DSM expands antibiotic intermediate capacity

DSM Anti-Infectives, the world's largest producer of antibiotics,
is planning to expand a manufacturing plant for a key intermediate
used in the manufacture of cephalosporins that will make it the
largest producer of the compound in the world.

The move should allow DSM to hike the output of the intermediate and also reduce its production costs, a response to the increasing competition in the sector.

"This is key in the current antibiotics market,"​ commented Jan Zuidam, vice chairman of DSM's Managing Board. "Increased competition and lower penicillin prices today ask for even greater economies of scale."

DSM's existing ZOR-f plant in Delft, the Netherlands, will undergo a revamp that will see the production of 7-ADCA (7-aminodeacetoxycephalosporanic acid) go up by more than 50 per cent. The additional capacity is expected to be operational early in 2005.

The ZOR-f plant was opened in 2001, using a new fermentative production process using a strain of the fungus Penicillium chrysogenum​ developed in-house.

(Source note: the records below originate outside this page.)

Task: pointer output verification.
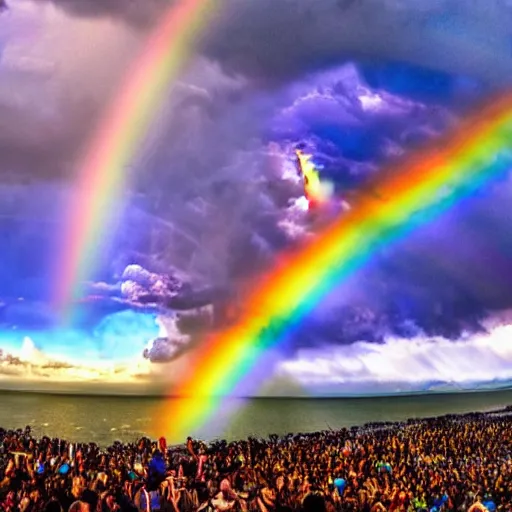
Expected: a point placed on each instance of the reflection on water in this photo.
(105, 419)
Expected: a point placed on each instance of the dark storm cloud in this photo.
(210, 203)
(140, 13)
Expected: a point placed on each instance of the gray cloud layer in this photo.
(208, 200)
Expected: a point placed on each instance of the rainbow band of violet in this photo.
(102, 173)
(403, 198)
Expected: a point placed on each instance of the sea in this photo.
(105, 419)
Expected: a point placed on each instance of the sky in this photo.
(214, 195)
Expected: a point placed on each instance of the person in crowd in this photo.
(448, 464)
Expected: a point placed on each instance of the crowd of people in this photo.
(453, 463)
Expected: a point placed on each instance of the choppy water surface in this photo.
(105, 419)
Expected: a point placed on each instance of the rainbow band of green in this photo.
(403, 199)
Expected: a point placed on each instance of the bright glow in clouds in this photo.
(403, 199)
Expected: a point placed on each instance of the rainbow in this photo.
(402, 199)
(102, 173)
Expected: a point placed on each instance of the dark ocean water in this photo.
(105, 419)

This strain has been engineered a number of genetic traits, which enable it to perform a number of reactions in its cells which used to need a lot of solvents and reagents and which resulted in a lot of waste being produced. The development has made the production of 7-ADCA nearly completely sustainable, the use of reagents has been decimated and organic solvents are hardly needed at all.

Since no organic solvents are needed, this is a 'green route' production process, which DSM says provides substantial environmental benefits as well as lower production costs.

However, DSM's decision to expand capacity comes at a time when older antibiotics, including the cephalosporins, are being superseded by newer classes. A recent report from market research firm Datamonitor predicted that the annual growth rate of the overall antibiotic category would be just 1.8 per cent per annum over the next five years, down from 2.1 per cent in 1997-2002. It is currently valued at around $26 billion (€21.6bn).

Datamonitor maintains that the older penicillin, macrolide or cephalosporin classes are increasingly falling out of favour, with physicians switching to other drugs, such as fluoroquinolones, which offer better oral bioavailability and increased efficacy.

Meanwhile, the focus of new product development has now shifted to the carbapenem, ketolide and oxazolidinone classes.